We understand that our members represent a rich variety of backgrounds and perspectives. Cornell University is committed to providing an atmosphere for learning that respects diversity. We expect students to communicate in a respectful manner with the instructors, course staff, and fellow students, in a way the honors the unique experiences, values, and beliefs represented by different members of our community.

Academic Integrity

Any violation of academic integrity will be severely penalized. You are allowed to collaborate on the homework to the extent of formulating ideas as a group. However, you are expected to write up (and understand) the homework on your own, and you should acknowledge the names of the students with whom you collaborated.

From Cornell's code of academic integrity:

Absolute integrity is expected of every Cornell student in all academic undertakings. Integrity entails a firm adherence to a set of values, and the values most essential to an academic community are grounded on the concept of honesty with respect to the intellectual efforts of oneself and others. Academic integrity is expected not only in formal coursework situations, but in all University relationships and interactions connected to the educational process, including the use of University resources. […]

A Cornell student's submission of work for academic credit indicates that the work is the student's own. All outside assistance should be acknowledged, and the student's academic position truthfully reported at all times. In addition, Cornell students have a right to expect academic integrity from each of their peers.

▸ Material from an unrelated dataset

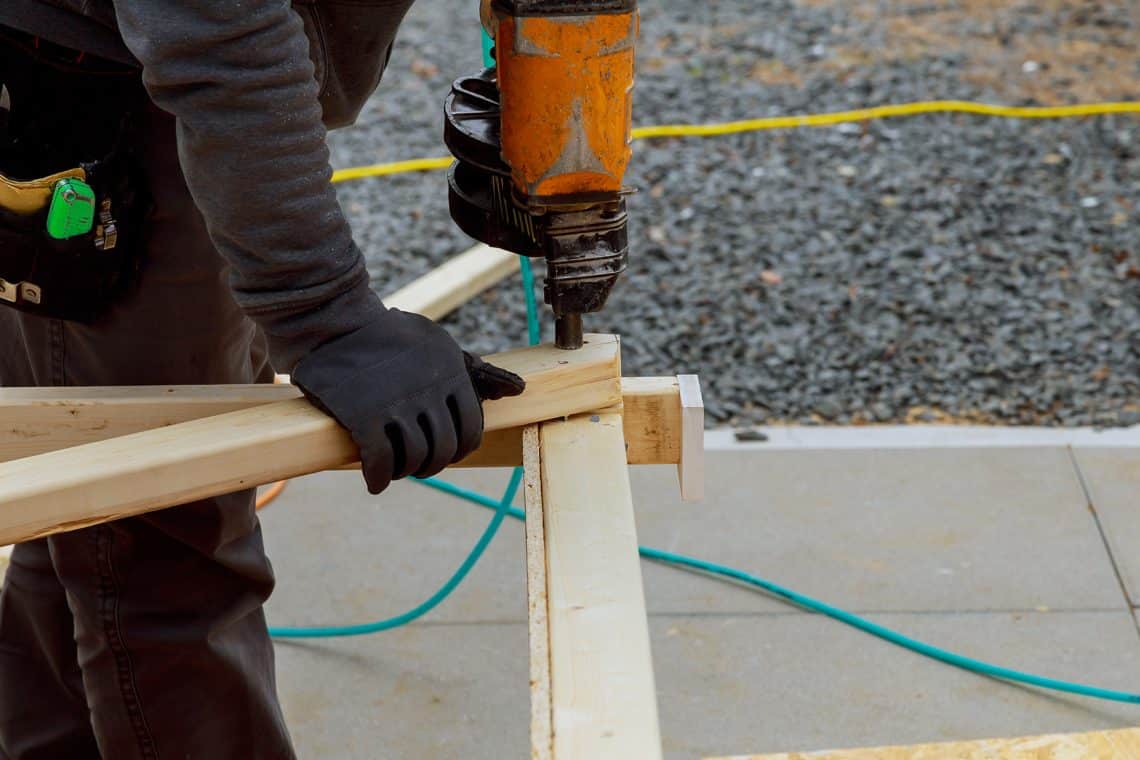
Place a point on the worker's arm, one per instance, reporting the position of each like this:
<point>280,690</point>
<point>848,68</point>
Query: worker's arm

For the coding part of the course, we use an automated system that uses sophisticated artificial intelligence techniques combined with program analysis tools to notice unusual similarities between programs turned in by different people. These tools really work and are quite hard to fool. So, while it might seem tempting to borrow a solution from a buddy, change the variable names and comments, or reorder the statements, the tools would be very likely to figure out what you did. The tool we use, called Moss, was developed by a Cornell PhD, now a professor at Stanford, over 10 years ago.

Accommodations

This course complies with the Cornell University policy and equal access laws to ensure that students with disabilities can still participate fully in this course. Requests for academic accommodations should be made during the first three weeks of the semester, except for unusual circumstances, so arrangements can be made as soon as possible. Students are encouraged to register with Student Disability Services, as we may require verification of eligibility to provide appropriate accommodations.